No, there are no silver bells nor cockle-shells, but at least the garden has progressed beyond the trauma ward state. This happens every year. I transplant. Plants keel over. They will die! No -- it looks bad, but they will make it. If they don't, well, eugenics may have some justification.
There are really two sections to the garden: new and old. When I got the tiller, I doubled the size of the garden (and also the amount of weeding). You can see the division where the plastic juice containers (now water containers) are, at left. Also left is potato row, which is cycled every year -- crop rotation -- and you can just see the spuds coming up. Next row over at the front, lettuces. They looked like goners; but they have recovered. They have been de-cloched. The third row (left to right) is brassica row; we have cabbages (but no kings), broccoli, cauliflower, and such. The last row is root crop row, containing beets, parsnips, carrots, "and etcetera," as the King of Siam says in the musical.

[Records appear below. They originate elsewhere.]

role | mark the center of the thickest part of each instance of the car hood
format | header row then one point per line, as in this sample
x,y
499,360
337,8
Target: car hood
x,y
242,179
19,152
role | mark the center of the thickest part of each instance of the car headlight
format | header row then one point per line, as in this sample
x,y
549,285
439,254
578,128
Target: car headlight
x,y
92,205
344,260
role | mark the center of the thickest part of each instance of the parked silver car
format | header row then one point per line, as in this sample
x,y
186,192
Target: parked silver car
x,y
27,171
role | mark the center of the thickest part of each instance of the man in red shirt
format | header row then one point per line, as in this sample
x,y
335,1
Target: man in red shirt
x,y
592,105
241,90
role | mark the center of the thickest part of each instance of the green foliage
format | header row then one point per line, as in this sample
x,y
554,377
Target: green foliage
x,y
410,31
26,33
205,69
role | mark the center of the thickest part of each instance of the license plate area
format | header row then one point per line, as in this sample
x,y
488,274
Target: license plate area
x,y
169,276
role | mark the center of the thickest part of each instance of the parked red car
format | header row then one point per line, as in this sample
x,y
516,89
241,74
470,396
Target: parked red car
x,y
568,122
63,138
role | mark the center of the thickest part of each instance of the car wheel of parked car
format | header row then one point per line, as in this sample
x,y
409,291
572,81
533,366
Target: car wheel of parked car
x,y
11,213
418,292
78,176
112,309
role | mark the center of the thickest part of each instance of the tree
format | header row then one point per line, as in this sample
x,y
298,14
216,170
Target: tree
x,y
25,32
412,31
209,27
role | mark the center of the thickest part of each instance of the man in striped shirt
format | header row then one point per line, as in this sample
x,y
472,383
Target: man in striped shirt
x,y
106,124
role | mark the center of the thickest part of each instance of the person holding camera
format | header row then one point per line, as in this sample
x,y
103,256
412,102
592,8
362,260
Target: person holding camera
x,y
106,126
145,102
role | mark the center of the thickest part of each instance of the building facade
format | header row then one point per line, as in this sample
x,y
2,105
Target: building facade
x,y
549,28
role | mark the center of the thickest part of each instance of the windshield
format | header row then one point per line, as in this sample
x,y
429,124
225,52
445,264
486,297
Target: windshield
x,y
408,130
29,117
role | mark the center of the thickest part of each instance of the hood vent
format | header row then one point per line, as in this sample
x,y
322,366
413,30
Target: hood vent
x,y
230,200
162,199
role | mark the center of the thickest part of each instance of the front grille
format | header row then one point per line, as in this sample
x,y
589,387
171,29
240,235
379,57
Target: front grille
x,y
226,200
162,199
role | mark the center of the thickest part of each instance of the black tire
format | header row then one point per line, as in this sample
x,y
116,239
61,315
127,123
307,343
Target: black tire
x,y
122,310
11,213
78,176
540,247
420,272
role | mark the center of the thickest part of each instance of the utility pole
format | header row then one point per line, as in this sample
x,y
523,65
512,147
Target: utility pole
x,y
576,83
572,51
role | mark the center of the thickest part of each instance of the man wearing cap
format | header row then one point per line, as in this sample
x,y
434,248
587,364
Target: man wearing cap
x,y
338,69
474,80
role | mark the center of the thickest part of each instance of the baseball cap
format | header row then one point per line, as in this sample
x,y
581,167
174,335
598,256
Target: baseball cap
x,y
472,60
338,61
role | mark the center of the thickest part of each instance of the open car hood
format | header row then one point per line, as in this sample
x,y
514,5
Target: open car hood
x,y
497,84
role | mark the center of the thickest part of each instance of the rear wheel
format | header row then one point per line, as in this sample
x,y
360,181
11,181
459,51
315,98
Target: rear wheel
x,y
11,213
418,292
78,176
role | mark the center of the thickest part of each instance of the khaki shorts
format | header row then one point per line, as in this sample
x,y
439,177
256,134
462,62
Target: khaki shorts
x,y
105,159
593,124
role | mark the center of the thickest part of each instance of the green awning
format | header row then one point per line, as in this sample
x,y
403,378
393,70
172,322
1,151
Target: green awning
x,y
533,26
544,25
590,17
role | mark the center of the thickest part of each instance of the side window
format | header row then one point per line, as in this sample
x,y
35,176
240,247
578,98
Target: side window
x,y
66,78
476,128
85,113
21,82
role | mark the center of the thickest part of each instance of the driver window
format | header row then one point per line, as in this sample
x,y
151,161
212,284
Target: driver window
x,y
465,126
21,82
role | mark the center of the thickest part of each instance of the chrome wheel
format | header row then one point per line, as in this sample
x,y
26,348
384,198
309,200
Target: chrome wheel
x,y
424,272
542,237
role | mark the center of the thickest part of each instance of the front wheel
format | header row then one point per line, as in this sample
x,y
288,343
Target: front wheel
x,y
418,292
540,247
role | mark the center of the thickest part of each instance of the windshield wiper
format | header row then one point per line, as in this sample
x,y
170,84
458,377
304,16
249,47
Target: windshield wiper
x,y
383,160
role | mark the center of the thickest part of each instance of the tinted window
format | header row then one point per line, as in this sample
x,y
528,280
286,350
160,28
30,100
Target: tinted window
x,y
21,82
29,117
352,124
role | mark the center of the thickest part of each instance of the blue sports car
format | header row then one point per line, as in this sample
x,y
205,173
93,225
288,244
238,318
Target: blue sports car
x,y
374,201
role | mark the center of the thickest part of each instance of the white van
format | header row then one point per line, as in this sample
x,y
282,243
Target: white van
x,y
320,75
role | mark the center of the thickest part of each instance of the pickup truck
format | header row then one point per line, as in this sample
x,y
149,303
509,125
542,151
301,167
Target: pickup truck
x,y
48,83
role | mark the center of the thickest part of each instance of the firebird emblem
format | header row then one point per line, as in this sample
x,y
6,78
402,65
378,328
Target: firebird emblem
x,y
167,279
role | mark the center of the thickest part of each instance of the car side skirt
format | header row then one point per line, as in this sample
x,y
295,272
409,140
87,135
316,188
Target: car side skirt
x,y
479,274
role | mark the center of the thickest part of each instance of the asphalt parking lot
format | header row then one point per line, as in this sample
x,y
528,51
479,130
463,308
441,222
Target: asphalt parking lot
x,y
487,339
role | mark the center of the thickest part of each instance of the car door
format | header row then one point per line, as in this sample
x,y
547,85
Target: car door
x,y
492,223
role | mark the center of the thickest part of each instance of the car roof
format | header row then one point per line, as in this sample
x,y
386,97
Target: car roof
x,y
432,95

We had a hot May -- I could have planted a week sooner. A posteriori guesses are disallowed in agriculture. We now have a cool and cloudy June. Just like last year. We are, after all, dependent on nature. We go, as Gene Logsdon says, at Nature's pace.
Meanwhile, the Goat Farm in the village is doing well:
There are four new kids on the block, or in the garth to be more accurate. They come up to the fence and wag their tails. "Meh, meh," they say. I suspect this means "feed me, feed me," in Goat 101. But they are cute. Amazingly, Goat Farm goats stay put. They do not escape. I suspect black magic. Never saw a goat that couldn't leap over a tiddly fence like that in the picture. Not these guys (or gals). Black magic. Dark side of the force. Darth Spader would be proud.